# Luxury



## mossypossy (Mar 15, 2019)

Free electric
Free water
Classy town
Supermarket five minute walk
Quiet
Safe
Roll up, roll up

Google Maps


----------



## oppy (Mar 15, 2019)

Shssssssssss


----------



## caledonia (Mar 15, 2019)

Looks like a carpark!


----------



## Obanboy666 (Mar 15, 2019)

No thanks, looks like my local Tesco.


----------



## Canalsman (Mar 15, 2019)

Thanks for the suggestion. It's 8 euros per night I believe ...

I'll add it to the POIs


----------



## mossypossy (Mar 16, 2019)

Only free at the moment.
Until they fix the barrier.


----------



## mossypossy (Mar 16, 2019)

Oh no. The place is rammed now.

Off to La Rochelle tomorrow.

We are the sole Brits amongst 26 motorhomes.


----------



## mariesnowgoose (Mar 16, 2019)

mossypossy said:


> Oh no.
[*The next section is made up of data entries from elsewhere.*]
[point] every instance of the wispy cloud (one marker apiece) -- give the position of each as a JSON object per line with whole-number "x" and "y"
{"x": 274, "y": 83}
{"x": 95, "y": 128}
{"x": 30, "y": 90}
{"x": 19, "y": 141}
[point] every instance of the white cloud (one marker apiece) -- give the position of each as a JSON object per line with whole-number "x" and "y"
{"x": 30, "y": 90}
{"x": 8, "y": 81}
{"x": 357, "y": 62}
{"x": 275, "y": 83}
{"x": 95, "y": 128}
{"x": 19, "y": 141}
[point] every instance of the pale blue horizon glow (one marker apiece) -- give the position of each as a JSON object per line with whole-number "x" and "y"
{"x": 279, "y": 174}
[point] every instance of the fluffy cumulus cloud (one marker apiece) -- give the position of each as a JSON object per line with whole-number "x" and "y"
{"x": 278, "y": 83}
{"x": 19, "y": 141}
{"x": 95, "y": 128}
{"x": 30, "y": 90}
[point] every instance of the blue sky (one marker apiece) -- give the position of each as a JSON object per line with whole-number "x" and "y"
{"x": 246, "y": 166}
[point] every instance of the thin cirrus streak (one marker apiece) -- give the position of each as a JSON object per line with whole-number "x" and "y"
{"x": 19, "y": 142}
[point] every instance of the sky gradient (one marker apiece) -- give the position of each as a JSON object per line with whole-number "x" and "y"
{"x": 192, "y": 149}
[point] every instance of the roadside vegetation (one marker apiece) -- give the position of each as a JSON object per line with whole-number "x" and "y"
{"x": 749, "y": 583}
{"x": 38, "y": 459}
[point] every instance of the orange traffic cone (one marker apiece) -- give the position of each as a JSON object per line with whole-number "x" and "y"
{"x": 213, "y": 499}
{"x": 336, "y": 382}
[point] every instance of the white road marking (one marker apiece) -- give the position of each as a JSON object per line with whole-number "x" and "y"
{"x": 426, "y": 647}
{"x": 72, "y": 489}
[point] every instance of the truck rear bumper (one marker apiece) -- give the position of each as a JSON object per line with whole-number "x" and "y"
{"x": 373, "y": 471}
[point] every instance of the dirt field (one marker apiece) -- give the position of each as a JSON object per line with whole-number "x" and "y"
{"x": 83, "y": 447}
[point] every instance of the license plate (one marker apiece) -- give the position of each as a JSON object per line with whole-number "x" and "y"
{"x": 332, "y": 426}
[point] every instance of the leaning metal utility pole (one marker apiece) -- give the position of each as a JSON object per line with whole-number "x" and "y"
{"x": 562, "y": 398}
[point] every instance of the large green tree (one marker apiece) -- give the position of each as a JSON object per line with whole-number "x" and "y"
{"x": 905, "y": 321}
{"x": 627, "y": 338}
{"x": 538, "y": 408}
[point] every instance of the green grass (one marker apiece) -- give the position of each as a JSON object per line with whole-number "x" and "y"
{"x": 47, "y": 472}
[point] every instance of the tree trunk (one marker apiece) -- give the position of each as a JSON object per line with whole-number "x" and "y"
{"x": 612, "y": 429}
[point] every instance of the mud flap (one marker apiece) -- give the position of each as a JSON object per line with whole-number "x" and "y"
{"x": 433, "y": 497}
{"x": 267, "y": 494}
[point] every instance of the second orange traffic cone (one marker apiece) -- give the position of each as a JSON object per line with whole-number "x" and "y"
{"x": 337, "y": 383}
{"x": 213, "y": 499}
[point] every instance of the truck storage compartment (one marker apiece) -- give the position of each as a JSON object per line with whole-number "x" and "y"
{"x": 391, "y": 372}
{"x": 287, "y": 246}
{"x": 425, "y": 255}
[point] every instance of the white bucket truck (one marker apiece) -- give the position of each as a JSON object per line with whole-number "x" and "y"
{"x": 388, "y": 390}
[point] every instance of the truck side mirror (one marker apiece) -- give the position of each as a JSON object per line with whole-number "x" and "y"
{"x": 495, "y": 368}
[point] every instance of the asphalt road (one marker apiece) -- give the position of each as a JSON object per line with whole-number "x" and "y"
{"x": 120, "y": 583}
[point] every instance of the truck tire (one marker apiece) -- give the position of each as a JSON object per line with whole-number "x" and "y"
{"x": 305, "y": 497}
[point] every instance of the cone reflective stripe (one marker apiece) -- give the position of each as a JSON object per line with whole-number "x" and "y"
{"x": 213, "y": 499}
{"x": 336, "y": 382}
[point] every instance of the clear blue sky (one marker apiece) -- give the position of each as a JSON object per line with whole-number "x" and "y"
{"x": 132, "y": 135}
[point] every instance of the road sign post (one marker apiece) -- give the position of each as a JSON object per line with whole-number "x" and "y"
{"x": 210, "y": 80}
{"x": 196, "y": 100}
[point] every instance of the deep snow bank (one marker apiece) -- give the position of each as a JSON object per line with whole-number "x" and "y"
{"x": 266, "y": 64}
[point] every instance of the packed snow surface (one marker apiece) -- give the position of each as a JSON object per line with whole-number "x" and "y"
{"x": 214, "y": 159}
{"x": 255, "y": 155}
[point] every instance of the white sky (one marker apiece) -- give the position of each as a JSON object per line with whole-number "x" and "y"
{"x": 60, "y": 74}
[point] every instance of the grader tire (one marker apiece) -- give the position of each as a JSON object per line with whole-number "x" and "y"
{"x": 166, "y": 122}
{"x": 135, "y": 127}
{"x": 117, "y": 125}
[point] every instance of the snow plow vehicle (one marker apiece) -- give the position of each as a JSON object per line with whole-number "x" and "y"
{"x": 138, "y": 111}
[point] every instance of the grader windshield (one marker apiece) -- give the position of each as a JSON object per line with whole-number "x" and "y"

The place is rammed now.
> 
> Off to La Rochelle tomorrow.
> 
> We are the sole Brits amongst 26 motorhomes.



:lol-049::lol-049::wave:


----------



## mossypossy (Mar 16, 2019)

We will make an orderly withdrawal in the morning......once we sever all ties with their electric.


----------



## jagmanx (Apr 5, 2019)

*We need an indicative*



mossypossy said:


> We will make an orderly withdrawal in the morning......once we sever all ties with their electric.



Or should I say meaningLESS Vote first

Tusk Tusk !


----------



## Pauljenny (Apr 5, 2019)

mossypossy said:


> We will make an orderly withdrawal in the morning......once we sever all ties with their electric.



I'm willing to bet that you'll still be there, for Xmas?


----------